When 1280 The Zone's Big Show posted a Facebook poll about who the greatest Laker was, I couldn't help but want to answer.  Starting with Jerry West, there have been six players wearing the purple and gold of Los Angeles who are imprinted on the history of basketball in an astounding and permanent way.  And because each of these players have been blessed with incredible natural talent in an individual way, it's difficult (if not impossible) to definitively declare the all-time best.

But, being basketball fans, the easiest way to start this kind of discussion is to look at stats.  And so I give you: AMATEUR NUMBERS IN A PILE SOME RUDIMENTARY STATISTICS.

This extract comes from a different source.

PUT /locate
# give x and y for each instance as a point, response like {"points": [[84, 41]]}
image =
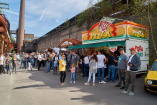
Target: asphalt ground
{"points": [[40, 88]]}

Some of the numbers here bear explanation.  Jerry West shows a pretty miserable chance of landing the Lakeshow in a division championship, but that's because the makeup of the NBA has changed since West's inaugural season of 1960-1961.  These changes are also reflected in West's average wins per season.  But the Western Conference (formerly Western Division) and NBA Championship numbers are accurate.  The only other minor points to note are (1) I didn't include Magic Johnson's 1996 "season;" (2) the current season isn't included in Kobe's stats, but two lockout seasons are; and (3) the 1999 lockout is also reflected in Shaq's statistics.

Surprisingly, you don't see a different player leading in each category:
  • Wests numbers are a little wonky as the league was developing.  3rd in ppg, 5th in game availability, last in average Laker wins, last in division champion probability, 3rd in conference champion probability, and waaay dead last in championships per year. 
  • Chamberlain:  1st in ppg, 4th in game availability, 1st in wins, 2nd in division probability, 1st in conference probability, and 5th in champ odds.
  • Kareem Abdul-Jabbar: 4th in ppg, 1st in game availability, 3rd in division probability, 4th in conference probability, and 3rd in championship probability.
  • Magic: 6th in ppg, 2nd in games, 2nd in wins, 1st in division probability, 2nd in conference probability, and 1st in championship probability.
  • Kobe: 2nd in ppg, 3rd in games, 5th in wins, 4th in division probability, 6th in odds to win the West, and 4th in championship probability.
  • Shaq: 5th in ppg, 6th in game availability, 3rd in wins, 5th in division odds, 5th in conference odds, and 2nd in championship odds.

If we look at the average rank, Jerry West (with the shakiest of mathematical underpinnings) is dead last at 4.833, which I don't feel that bad about since he only won a single championship.  The fifth-greatest Laker is Shaquille O'Neal with a 4.333.  At 4.000, fourth goes to the Black Mamba.  Third place is Kareem with a 3.167.

There's a tie for first and second, with both Wilt Chamberlain and Earvin averaging 2.333.  But these numbers include career-average point-per-game numbers, which doesn't favor a point guard like Magic.  Drop ppg from the metric, and Wilt averages 2.600 while Johnson drops to 1.600 (Kobe and Shaq switch 4 and 5 spots).

So you see, using some probably-not-good-enough-for-seventh-grade statistical analysis, Magic Johnson remains the greatest Laker to ever play the game.  Sorry, Kobe.

Actually, I'm not sorry.  SUCK IT, MAMBA.